The chi-squared independence test results are visualized below:
In both of our fast and regular KCI graphs, Depression is bi-directed with Academic Pressure, Financial Stress, and Unhealthy Dietary Habits, which reinforces the idea of a hidden confounder. The other interesting here to note is that these three also are bidirected to Dietary Habits (Others), which continues to suggest that depression adjacent factors can result in irregular eating habits or vice-versa.
Below is the causal graph generated using the KCI algorithm:
Below is the causal graph generated using the Fast KCI algorithm:
Key findings across all methods highlight three consistent factors influencing Depression: Academic Pressure, Financial Stress, and Financial Stress. These variables consistently appear as "parents" of Depression, suggesting they are likely causes rather than effects.
We also identified that while Depression and Unhealthy Eating Habits are related, eating habits appear as a "child" of Depression, suggesting they are more likely a consequence rather than a cause.
The following images depict different counterfactual scenarios analyzed:
We did counterfactual reasoning on the most robust factors we found from doing causal discovery algorithms to see the strength of the connection between the feature and Depression. Academic Pressure and Suicidal Thoughts made a significant difference in the score for Depression (the original observed value for Academic Pressure was 5, and 1 for Suicidal Thoughts). Financial Stress had an orignial observed value of 1, and made less of a difference on the Depression score.
Additionally, we did counterfactual with sleep duration as the intervention, because it was one of the variables that we thought would be important, but did not pass the LASSO feature selection. The fact that the Sleep Duration changing did not heavily sway depression hints towards our LASSO selection being robust in picking out good variables.
The study identified four key factors closely linked to depression: Academic Pressure, Unhealthy Eating Habits, Financial Stress, and Suicidal Thoughts. Academic Pressure emerged as the strongest contributor, which aligns with our focus on students. Surprisingly, Financial Stress had a much smaller impact than expected. While financial security may provide some relief, it seems to matter less than the daily academic challenges students face. This raises questions about how students perceive financial stress—whether schools provide adequate support or if shared financial struggles create a sense of camaraderie.

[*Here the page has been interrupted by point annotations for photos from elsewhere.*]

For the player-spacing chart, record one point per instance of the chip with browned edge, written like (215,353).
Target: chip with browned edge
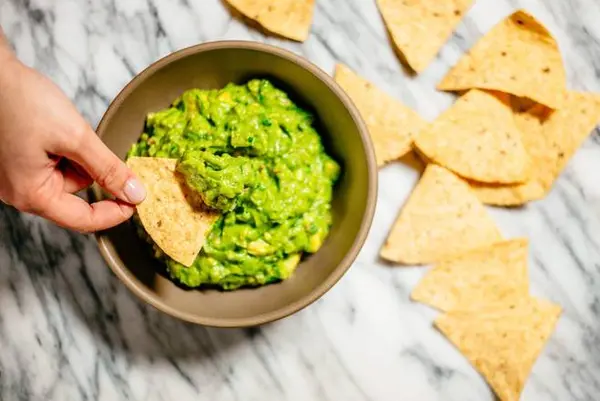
(441,218)
(392,125)
(487,277)
(503,344)
(478,139)
(517,56)
(289,18)
(551,138)
(419,28)
(173,216)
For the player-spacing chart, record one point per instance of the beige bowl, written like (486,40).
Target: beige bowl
(213,65)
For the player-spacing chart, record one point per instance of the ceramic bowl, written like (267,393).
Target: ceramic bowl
(213,65)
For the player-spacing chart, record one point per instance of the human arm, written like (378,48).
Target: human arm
(48,152)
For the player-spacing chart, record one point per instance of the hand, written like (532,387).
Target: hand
(48,152)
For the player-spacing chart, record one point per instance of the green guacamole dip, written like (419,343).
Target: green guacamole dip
(252,154)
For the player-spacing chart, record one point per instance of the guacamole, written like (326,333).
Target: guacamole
(255,156)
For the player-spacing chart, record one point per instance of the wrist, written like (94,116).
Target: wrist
(7,56)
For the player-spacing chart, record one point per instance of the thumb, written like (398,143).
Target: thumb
(110,172)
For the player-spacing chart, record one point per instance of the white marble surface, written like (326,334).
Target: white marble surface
(69,330)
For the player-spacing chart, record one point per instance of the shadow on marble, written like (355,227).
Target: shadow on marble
(63,273)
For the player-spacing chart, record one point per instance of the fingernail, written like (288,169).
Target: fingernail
(134,191)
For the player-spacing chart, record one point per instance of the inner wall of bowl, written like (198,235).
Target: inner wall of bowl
(214,69)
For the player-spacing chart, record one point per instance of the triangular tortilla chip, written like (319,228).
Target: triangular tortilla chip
(503,344)
(441,218)
(289,18)
(478,139)
(487,277)
(517,56)
(392,125)
(550,142)
(172,215)
(419,29)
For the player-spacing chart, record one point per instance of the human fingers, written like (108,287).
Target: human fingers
(70,211)
(74,181)
(103,166)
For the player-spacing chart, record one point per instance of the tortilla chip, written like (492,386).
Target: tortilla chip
(392,125)
(419,28)
(173,216)
(517,56)
(503,344)
(487,277)
(551,138)
(289,18)
(441,218)
(478,139)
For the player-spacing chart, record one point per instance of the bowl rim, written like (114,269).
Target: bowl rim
(129,280)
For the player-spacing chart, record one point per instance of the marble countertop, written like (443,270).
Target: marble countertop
(69,330)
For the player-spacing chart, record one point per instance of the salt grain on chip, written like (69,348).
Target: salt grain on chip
(391,124)
(441,218)
(517,56)
(173,216)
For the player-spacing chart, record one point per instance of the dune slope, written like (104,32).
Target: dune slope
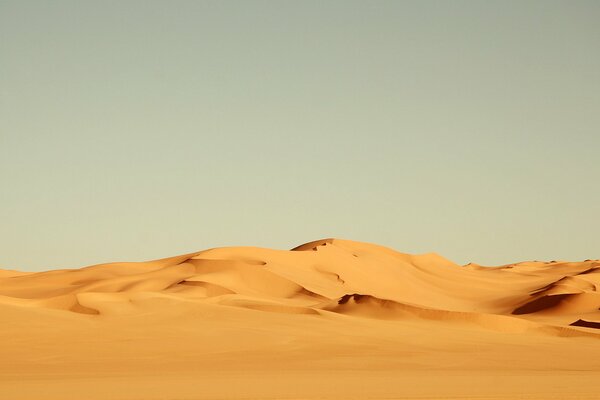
(292,324)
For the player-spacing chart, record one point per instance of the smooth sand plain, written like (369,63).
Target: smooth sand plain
(331,319)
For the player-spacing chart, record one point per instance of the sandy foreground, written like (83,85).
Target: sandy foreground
(331,319)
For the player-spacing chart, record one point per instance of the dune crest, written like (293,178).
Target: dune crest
(317,274)
(248,314)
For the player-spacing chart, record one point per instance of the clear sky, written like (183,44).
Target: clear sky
(134,130)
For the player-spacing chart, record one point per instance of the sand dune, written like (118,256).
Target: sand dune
(296,316)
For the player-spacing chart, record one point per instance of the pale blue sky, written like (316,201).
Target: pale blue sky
(133,130)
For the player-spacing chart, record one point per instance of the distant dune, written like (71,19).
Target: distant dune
(328,319)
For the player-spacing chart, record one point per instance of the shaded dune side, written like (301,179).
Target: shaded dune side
(348,278)
(370,307)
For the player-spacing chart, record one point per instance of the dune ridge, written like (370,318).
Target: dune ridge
(360,309)
(318,277)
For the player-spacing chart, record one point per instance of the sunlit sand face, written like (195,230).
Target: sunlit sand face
(330,318)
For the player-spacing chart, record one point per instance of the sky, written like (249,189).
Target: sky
(136,130)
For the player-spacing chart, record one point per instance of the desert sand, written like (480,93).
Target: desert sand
(331,319)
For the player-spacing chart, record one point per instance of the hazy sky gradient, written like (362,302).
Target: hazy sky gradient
(139,130)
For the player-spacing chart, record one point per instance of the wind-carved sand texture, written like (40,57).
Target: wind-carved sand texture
(331,319)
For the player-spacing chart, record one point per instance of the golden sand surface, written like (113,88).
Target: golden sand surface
(331,319)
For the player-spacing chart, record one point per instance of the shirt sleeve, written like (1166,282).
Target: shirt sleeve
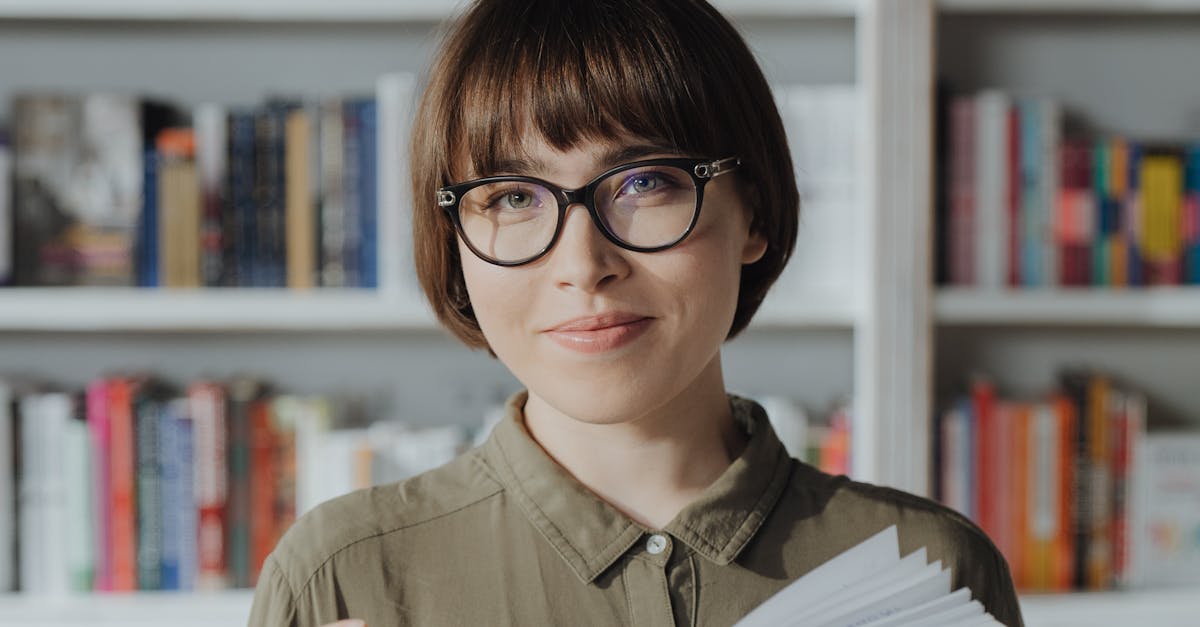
(985,572)
(274,602)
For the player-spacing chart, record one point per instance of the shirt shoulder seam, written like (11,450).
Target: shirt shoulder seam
(333,554)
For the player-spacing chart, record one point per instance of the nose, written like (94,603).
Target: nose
(583,258)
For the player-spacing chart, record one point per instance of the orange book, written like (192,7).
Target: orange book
(1039,526)
(123,526)
(983,400)
(207,404)
(1099,549)
(1062,557)
(263,473)
(1019,494)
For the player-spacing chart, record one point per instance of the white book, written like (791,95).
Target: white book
(6,233)
(870,584)
(395,95)
(991,189)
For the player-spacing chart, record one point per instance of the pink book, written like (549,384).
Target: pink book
(102,506)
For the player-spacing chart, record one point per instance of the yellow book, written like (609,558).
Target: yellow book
(300,216)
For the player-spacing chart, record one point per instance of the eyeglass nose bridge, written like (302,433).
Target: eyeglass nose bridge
(569,197)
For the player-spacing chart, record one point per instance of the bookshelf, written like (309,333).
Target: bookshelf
(1114,64)
(815,344)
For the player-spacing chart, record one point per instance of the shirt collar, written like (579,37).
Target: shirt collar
(591,535)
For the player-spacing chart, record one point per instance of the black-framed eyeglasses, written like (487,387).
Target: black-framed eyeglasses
(645,207)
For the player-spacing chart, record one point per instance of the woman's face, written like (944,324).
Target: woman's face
(604,334)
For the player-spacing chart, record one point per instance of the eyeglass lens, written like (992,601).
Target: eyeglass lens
(645,207)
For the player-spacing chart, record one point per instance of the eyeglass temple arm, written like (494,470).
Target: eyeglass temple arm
(715,168)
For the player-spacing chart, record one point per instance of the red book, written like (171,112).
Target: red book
(1013,197)
(207,404)
(983,398)
(100,434)
(123,525)
(1074,214)
(263,476)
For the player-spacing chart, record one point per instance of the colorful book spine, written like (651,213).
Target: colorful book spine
(123,475)
(1162,204)
(148,407)
(208,410)
(99,430)
(369,195)
(1192,216)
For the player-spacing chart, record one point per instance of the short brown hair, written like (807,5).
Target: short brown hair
(675,72)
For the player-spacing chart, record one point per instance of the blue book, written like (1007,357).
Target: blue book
(148,227)
(369,199)
(1135,275)
(243,227)
(179,515)
(1032,196)
(1192,216)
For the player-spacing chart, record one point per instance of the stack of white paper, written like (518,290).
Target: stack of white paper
(870,584)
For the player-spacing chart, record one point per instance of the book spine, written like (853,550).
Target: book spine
(300,201)
(148,225)
(369,195)
(333,197)
(238,551)
(81,548)
(121,476)
(352,190)
(6,218)
(1162,198)
(262,477)
(1191,216)
(269,187)
(148,418)
(1075,388)
(1013,198)
(208,408)
(171,501)
(211,159)
(240,232)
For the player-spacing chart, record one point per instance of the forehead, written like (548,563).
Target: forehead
(538,157)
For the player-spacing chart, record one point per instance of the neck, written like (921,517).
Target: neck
(655,461)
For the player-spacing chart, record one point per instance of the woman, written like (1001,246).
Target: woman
(603,196)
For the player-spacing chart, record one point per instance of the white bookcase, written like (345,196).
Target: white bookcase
(885,336)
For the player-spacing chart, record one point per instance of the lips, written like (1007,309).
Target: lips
(601,321)
(600,333)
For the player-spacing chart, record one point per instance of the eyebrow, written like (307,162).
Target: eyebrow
(527,166)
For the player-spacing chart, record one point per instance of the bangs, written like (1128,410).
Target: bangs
(574,72)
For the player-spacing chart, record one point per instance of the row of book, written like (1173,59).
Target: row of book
(136,484)
(822,440)
(1073,488)
(1025,203)
(118,190)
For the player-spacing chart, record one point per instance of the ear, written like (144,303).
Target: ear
(754,249)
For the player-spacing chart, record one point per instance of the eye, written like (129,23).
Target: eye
(510,199)
(642,183)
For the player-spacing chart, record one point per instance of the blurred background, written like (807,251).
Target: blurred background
(209,320)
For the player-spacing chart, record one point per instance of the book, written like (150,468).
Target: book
(77,187)
(871,584)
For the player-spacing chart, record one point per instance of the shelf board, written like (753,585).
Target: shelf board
(1152,306)
(82,309)
(137,609)
(1161,608)
(804,309)
(1071,6)
(341,11)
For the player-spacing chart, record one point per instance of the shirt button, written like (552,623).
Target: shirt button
(657,544)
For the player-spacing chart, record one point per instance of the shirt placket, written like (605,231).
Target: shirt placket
(646,581)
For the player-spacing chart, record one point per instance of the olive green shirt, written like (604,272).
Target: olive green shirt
(503,535)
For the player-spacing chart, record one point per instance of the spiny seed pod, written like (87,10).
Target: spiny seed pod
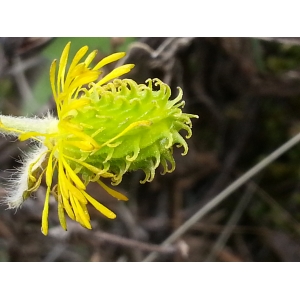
(133,127)
(102,130)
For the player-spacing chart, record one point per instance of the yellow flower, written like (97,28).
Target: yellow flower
(103,129)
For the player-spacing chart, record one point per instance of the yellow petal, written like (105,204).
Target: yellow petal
(112,192)
(104,210)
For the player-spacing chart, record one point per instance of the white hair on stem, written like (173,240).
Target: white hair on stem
(19,184)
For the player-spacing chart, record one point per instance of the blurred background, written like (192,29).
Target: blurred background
(246,92)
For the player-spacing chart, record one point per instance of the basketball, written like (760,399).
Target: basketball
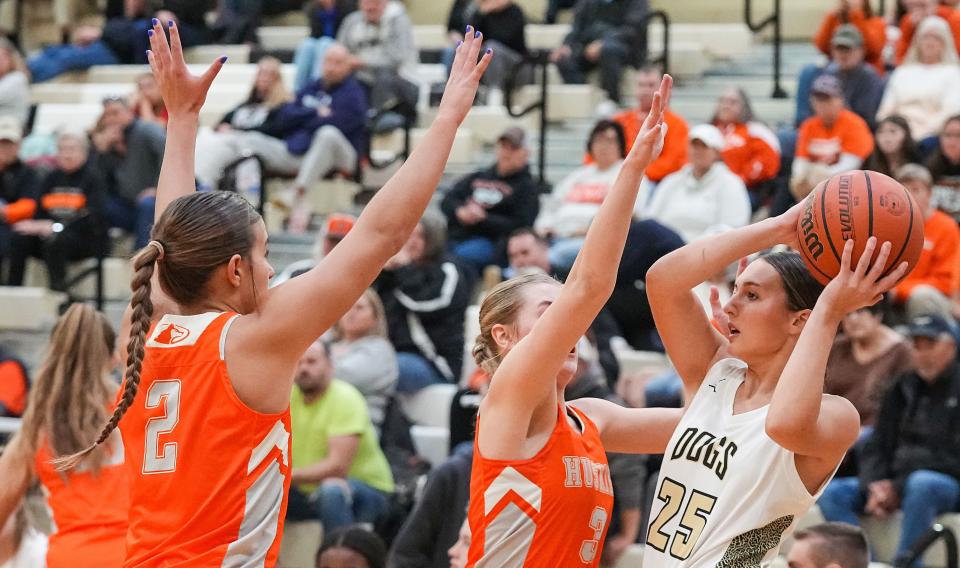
(857,205)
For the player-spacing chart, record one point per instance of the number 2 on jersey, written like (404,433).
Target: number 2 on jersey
(692,522)
(157,459)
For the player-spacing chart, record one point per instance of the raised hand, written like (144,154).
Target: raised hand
(864,285)
(465,76)
(649,141)
(183,92)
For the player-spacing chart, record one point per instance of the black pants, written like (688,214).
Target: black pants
(56,251)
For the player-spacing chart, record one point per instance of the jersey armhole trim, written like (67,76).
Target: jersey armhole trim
(223,337)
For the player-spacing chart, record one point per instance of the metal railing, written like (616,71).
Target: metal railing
(774,20)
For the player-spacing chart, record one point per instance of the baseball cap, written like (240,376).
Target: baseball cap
(827,84)
(514,135)
(709,134)
(847,35)
(932,326)
(10,129)
(339,224)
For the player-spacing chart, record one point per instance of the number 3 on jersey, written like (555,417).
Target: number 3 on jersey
(692,522)
(165,394)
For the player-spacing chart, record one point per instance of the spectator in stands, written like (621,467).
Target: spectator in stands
(19,186)
(862,86)
(484,207)
(912,460)
(70,221)
(674,154)
(609,34)
(831,141)
(894,147)
(933,282)
(647,241)
(704,195)
(14,385)
(502,24)
(865,360)
(871,28)
(750,149)
(352,547)
(14,83)
(258,113)
(146,101)
(129,152)
(944,166)
(339,473)
(626,470)
(425,295)
(363,356)
(916,12)
(829,544)
(325,16)
(434,526)
(923,88)
(379,37)
(574,201)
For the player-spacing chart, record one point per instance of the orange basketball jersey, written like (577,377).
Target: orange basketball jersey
(89,509)
(550,510)
(209,476)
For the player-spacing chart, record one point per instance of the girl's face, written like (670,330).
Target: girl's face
(890,139)
(760,320)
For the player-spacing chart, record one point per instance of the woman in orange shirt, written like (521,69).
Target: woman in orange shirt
(540,489)
(70,399)
(208,442)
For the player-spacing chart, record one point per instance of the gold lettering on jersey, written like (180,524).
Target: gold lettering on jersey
(703,447)
(584,472)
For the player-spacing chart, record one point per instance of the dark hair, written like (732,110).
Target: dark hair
(938,162)
(801,287)
(523,231)
(359,540)
(198,233)
(602,126)
(837,543)
(878,162)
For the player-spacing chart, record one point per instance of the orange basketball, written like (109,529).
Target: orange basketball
(857,205)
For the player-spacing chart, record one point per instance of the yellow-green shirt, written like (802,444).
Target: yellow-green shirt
(340,411)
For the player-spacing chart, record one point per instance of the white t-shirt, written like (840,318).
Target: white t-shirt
(727,494)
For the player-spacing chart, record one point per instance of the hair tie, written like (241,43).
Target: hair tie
(159,246)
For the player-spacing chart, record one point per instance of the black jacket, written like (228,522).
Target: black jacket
(510,201)
(434,524)
(918,427)
(425,306)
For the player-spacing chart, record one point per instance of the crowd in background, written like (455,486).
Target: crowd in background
(886,97)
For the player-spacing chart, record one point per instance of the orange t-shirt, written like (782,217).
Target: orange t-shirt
(550,510)
(939,264)
(873,29)
(674,154)
(751,151)
(908,27)
(209,476)
(823,145)
(89,510)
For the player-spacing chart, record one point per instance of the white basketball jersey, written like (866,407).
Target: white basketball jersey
(727,494)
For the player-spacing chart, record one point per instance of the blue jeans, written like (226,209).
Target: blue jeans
(58,59)
(136,219)
(926,494)
(308,61)
(479,252)
(416,373)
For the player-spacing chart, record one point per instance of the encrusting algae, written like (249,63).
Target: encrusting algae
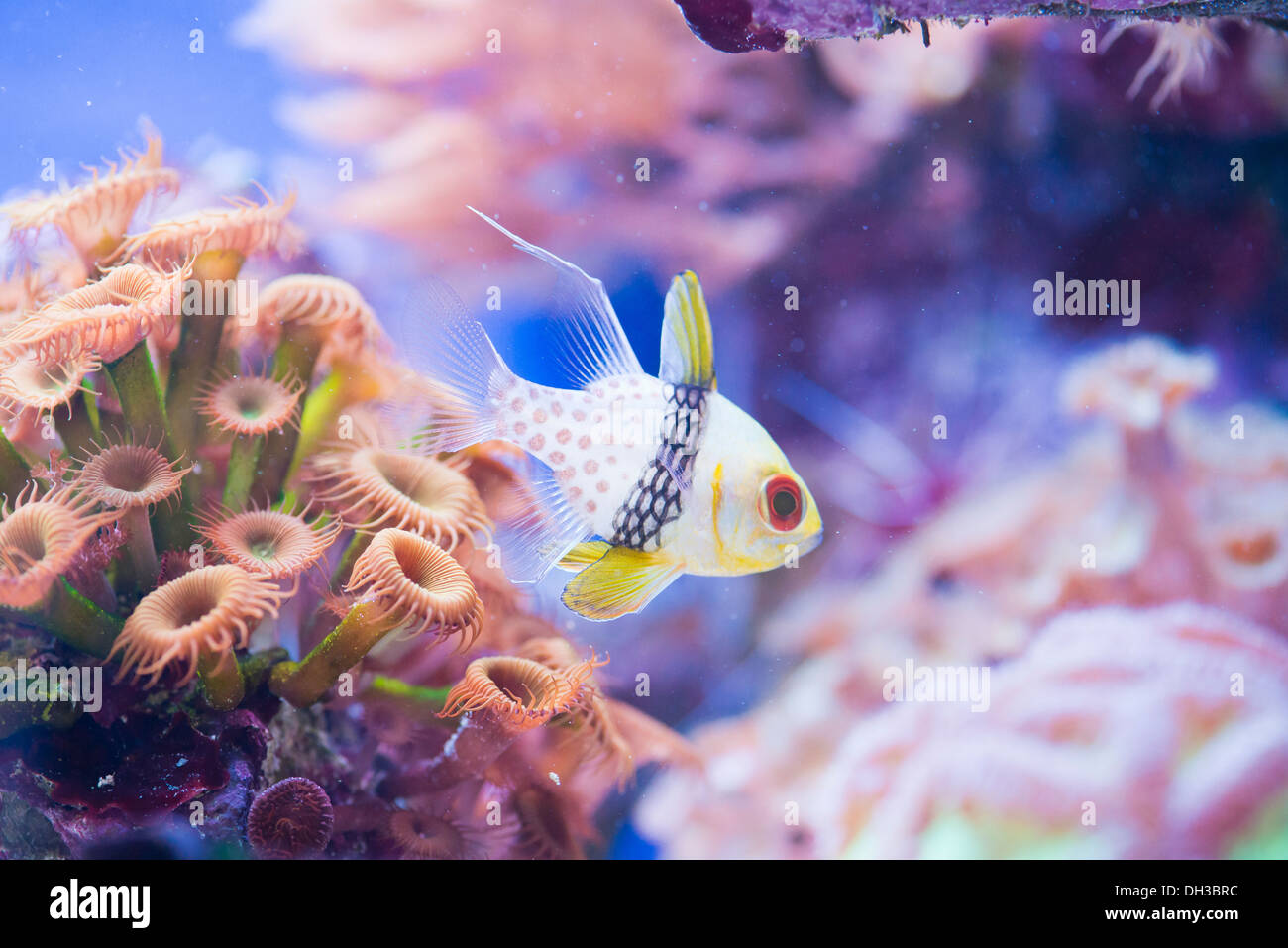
(207,493)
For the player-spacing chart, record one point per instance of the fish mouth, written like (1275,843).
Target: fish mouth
(811,541)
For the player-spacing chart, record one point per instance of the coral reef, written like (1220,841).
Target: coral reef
(738,26)
(1129,597)
(209,497)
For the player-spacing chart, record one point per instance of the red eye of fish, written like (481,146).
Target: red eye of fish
(784,507)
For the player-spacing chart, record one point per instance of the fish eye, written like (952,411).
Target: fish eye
(781,504)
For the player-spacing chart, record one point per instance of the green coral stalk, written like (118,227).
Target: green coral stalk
(305,682)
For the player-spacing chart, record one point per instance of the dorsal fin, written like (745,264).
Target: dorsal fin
(595,343)
(687,348)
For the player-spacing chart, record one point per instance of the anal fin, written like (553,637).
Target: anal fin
(583,556)
(619,582)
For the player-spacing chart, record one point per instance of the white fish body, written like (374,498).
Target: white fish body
(648,476)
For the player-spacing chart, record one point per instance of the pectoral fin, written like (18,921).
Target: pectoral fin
(621,581)
(583,556)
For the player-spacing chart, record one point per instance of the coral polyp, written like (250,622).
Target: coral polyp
(40,535)
(291,819)
(277,544)
(373,487)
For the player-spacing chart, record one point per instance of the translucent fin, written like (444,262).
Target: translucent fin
(583,556)
(536,541)
(595,346)
(687,347)
(458,356)
(619,582)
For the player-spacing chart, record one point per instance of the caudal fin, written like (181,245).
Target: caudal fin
(472,378)
(465,369)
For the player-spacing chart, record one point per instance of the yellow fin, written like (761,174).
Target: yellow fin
(583,556)
(687,347)
(618,582)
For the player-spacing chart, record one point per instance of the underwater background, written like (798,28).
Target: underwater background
(1095,513)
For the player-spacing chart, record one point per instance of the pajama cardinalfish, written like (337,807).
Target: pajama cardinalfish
(643,476)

Our findings highlight one clear takeaway: excessive academic pressure significantly increases the risk of depression. While financial stress plays a role, its effect is much smaller. Students with more financial support may handle slightly heavier workloads, but academic pressure remains the dominant factor. When choosing a school or major, students should prioritize their mental well-being and consider the potential stress levels involved.
The dataset suffers from a lack of diversity, as all of its data comes from cities in India. So we can not fully say that it generalizes to broader population. Additionally, the students who were surveyed come from as young as K12 students to PhD students, which poses another limitation to generalization as students with vastly different ages would most probably have different issues. We can guess that, a PhD student, for example, would probably be more likely to have financial stress than a K12 student. Features like "Dietary Habits - Others" are very vague and are hard to interpret.